1. May 10, 2006

### Natasha1

Take two books, of different authors, one fiction, one non-fiction. Choose a reasonable sample size of words from each (say 100 000 words for the fiction one and 80 000 words for the non-fiction one) and find the mean, median, modal word-length in each and standard deviation.

2. May 10, 2006

### Staff: Mentor

Pretty easy. Just write a C program, or even just a Tcl script.

3. May 10, 2006

### Natasha1

Don't know anything about programing I'm affraid.

4. May 10, 2006

### Staff: Mentor

Well how in the world are you supposed to calculate those stats? By hand?!

Maybe what they are asking is how few words can you use as your sample size in order to get those stats to within some amount of error?

I guess you could do it in Excel if you had to.... mighty big spreadsheet, though.

5. May 10, 2006

### Natasha1

ok this his how the whole question is asked:

Any help would be much much appreciated in advance :-)

Would you expect word-length in general to differ in fiction and non-fiction books?

Take two books, of different authors, one fiction, one non-fiction. Choose a reasonable sample size of words from each, and find the mean, median, modal word-length in each and standard deviation. Make it clear how you have done the various calculations without presenting detailed arithmetic.

In the light of the figures found, comment on the initial question (no formal inferential work needed) just an informed view from the figures found.

6. May 10, 2006

### Staff: Mentor

Well, it obviously depends a lot on the books (some non-fiction books will by their nature use bigger words).

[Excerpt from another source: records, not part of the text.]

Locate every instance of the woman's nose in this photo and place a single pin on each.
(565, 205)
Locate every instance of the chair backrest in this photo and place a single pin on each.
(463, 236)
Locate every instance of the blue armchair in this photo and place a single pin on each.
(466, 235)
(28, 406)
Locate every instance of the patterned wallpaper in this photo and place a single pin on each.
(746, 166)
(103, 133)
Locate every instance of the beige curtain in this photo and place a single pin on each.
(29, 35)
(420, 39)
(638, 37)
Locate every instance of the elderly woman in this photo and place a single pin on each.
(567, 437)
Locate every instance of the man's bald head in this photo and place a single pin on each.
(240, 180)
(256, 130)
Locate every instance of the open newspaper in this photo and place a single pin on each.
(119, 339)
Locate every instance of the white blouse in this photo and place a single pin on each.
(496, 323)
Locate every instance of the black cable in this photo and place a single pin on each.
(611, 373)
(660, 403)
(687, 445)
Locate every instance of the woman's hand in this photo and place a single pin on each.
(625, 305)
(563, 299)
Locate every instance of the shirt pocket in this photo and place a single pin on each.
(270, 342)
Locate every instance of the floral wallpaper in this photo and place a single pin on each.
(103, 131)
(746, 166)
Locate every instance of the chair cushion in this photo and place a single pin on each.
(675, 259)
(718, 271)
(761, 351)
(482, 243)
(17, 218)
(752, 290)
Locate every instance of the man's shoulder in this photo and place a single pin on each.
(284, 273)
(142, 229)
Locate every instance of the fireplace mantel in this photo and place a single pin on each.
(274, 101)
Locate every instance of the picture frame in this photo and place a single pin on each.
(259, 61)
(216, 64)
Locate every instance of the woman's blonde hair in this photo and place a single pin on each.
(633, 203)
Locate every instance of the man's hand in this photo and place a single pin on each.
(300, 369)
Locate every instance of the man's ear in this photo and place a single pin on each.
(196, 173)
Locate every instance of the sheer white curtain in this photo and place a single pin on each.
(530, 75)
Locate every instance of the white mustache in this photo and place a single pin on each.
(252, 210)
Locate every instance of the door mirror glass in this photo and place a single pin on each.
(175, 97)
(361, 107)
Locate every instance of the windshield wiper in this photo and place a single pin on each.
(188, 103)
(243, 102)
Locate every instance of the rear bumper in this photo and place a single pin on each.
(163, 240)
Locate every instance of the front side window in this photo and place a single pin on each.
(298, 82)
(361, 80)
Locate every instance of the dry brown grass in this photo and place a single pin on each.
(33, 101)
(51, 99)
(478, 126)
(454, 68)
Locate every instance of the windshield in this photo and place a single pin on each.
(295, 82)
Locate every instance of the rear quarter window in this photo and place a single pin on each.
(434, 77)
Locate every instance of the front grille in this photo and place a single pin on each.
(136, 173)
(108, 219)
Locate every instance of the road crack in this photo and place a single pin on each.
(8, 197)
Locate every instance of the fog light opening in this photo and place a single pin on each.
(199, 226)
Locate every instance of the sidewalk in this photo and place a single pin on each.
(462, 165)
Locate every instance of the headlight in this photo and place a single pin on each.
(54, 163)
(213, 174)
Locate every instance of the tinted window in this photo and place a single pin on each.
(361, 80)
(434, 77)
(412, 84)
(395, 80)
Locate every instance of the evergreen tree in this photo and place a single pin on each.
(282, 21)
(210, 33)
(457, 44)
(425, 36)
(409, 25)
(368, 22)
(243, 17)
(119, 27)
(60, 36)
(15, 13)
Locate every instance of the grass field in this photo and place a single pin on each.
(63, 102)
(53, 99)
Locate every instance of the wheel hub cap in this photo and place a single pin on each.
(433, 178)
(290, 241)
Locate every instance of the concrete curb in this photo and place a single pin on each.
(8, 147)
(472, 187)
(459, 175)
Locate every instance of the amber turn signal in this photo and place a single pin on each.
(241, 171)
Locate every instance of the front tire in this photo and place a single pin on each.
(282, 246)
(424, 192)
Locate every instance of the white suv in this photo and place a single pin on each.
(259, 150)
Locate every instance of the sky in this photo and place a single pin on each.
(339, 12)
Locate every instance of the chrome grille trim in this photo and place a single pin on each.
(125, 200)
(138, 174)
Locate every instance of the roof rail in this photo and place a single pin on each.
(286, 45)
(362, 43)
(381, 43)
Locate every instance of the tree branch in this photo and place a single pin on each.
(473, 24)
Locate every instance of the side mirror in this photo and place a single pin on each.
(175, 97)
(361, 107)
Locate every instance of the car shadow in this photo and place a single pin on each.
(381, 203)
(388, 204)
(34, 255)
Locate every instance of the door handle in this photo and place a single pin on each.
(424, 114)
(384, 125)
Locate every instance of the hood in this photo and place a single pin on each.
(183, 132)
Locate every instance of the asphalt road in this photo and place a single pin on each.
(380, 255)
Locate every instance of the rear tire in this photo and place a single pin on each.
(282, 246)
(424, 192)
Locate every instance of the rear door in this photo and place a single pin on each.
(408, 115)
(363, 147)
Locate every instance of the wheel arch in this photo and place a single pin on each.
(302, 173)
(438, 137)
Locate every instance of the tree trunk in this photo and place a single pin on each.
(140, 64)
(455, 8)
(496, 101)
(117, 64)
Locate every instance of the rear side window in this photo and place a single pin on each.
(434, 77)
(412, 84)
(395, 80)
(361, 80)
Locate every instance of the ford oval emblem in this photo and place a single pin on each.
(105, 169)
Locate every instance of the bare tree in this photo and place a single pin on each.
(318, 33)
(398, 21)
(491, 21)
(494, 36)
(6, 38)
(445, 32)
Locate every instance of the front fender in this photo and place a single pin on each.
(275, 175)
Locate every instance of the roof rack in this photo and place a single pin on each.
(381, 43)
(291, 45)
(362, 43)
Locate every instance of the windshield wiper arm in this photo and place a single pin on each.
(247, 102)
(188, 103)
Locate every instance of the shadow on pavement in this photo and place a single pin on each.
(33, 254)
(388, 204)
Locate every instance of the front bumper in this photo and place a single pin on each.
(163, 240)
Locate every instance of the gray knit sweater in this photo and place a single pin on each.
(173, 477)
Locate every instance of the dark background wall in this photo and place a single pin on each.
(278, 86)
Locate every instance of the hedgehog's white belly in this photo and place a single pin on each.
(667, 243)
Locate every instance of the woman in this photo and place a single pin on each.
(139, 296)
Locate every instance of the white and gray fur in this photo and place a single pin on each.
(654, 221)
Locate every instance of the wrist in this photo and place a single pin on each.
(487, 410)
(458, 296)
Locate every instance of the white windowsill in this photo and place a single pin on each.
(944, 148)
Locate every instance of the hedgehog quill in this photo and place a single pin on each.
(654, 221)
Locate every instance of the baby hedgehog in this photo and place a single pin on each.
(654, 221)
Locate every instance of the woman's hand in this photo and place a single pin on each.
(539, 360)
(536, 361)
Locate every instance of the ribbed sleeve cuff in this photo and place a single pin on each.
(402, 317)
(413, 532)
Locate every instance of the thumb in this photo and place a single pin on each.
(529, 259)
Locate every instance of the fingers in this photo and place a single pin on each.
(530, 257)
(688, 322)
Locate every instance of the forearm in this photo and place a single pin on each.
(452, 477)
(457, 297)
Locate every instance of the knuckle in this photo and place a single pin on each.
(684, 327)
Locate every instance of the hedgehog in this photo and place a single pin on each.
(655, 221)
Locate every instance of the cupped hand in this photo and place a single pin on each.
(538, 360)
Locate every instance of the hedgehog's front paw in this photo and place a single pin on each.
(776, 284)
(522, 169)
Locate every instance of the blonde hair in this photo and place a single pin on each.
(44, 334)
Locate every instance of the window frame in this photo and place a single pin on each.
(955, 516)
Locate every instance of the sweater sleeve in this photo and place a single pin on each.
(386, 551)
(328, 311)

But now that the multiple 100,000 sample size has been reduced, the task becomes much more do-able by hand.

Do you know how to calculate those statistics? Do you have a statistics calculator? If not, do you know how to use these functions in Excel? If not, do you have access to Excel? (just use the Help feature to show you how to enter the functions)

BTW, to get a good statistical sample without having to enter too many word sizes into your Excel spreadsheet, I'd use the close-the-eyes, flip-open-randomly, and poka-word technique for chosing about 40-50 words randomly from each book.

7. May 10, 2006

### 0rthodontist

Well, flip it open randomly and instead of poking a word choose say the fifth word. If you poke a word you would be biased towards selecting longer words.

8. May 10, 2006

### Natasha1

I don't really get it. What am I suppose to do exactly? Can someone just start the problem for me to set me on the right direction :-)